Saturday, March 6, 2010

Too Many Choices?

In the movie "The Hurt Locker" Sgt. James returns home from a tour in Iraq as the leader of an Explosive Ordinance Disposal team. One scene finds James standing in the cereal aisle of a grocery store, apparently bewildered by the endless choices. Recently I had a similar feeling standing in the potato chip aisle. From the front of the store to the back, a good 150 feet, nothing but potato chips, pretzels, tortilla chips and popcorn.

As Americans, we expect choice. Choice in chips, cars, computers.... almost everything. Furthermore, it is choice that drives innovation and competition. What motivation would there be to make a better (well, at least different) potato chip if it weren't for the opportunity to increase market share.

On the other hand though, the choice does not come without a cost. Some amount of choice provides competition, which, hopefully, keeps prices down. However, each time a product or service is replicated in the name of choice/competitition, several parts of the costly infrastructure are also replicated. Design, development, HR, procurement, transportation and manufacturing to name a few. So, while some amount of choice is good for innovation and cost control, too much leads to unnecessary replication of costly infrastructure.

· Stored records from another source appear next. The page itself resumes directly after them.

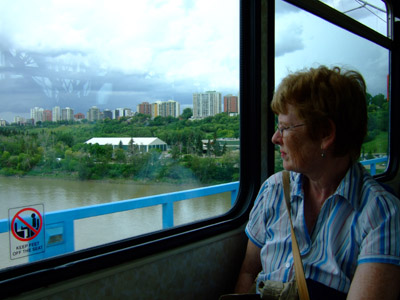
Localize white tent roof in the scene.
[85,137,166,146]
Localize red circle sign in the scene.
[11,207,43,242]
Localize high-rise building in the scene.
[43,109,52,122]
[193,91,221,119]
[150,101,161,119]
[136,102,151,115]
[103,109,112,120]
[224,94,239,114]
[74,113,85,121]
[51,106,61,122]
[87,106,100,122]
[158,100,181,118]
[31,107,44,124]
[61,107,74,121]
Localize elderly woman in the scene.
[236,66,400,299]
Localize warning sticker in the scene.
[8,204,45,259]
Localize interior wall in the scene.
[12,229,247,300]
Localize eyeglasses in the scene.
[275,123,306,137]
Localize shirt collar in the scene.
[291,163,364,209]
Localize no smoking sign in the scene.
[8,204,45,259]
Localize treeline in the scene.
[0,110,239,183]
[0,94,389,183]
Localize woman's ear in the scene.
[321,120,336,150]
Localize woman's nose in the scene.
[271,130,282,145]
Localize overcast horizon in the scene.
[0,0,388,122]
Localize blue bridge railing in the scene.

In the long term, this excess "choice" is not sustainable. We recently found out we really didn't need so many car choices. We really didn't need Chrysler, Dodge and Plymouth did we? But where do we draw the line and how is it drawn? While it seems extremely wasteful to me to have an entire grocery store aisle dedicated to snack foods, apparently the manufacturers of these different varieties are just responding to the wishes of the market. My gut feeling is that we could be perfectly satisfied with half as many kinds of snack food and cereal. Assuming consumption stays constant, the remaining half would have to ramp up production and perhaps become more efficient, while duplicated infrastructure of the removed half would reduce cost. In other words, surviving providers would sell twice as much product for the same design and development cost.

Which products should we eliminate and what should the displaced personnel do? Well, the answer to the first will have to wait for future blog posts because, as with many things, we humans seem to be able to agree that reducing cost is good, as long as I am not the one inconvenienced. Think of energy independence, health care and budget cuts resulting from falling tax revenues.

And what should the displace personnel do? I might be a little over optimistic, but if we spend less time, money and effort searching for the next best potato chip, perhaps we can spend more on how to reduce energy consumption while maintaining a high standard of living.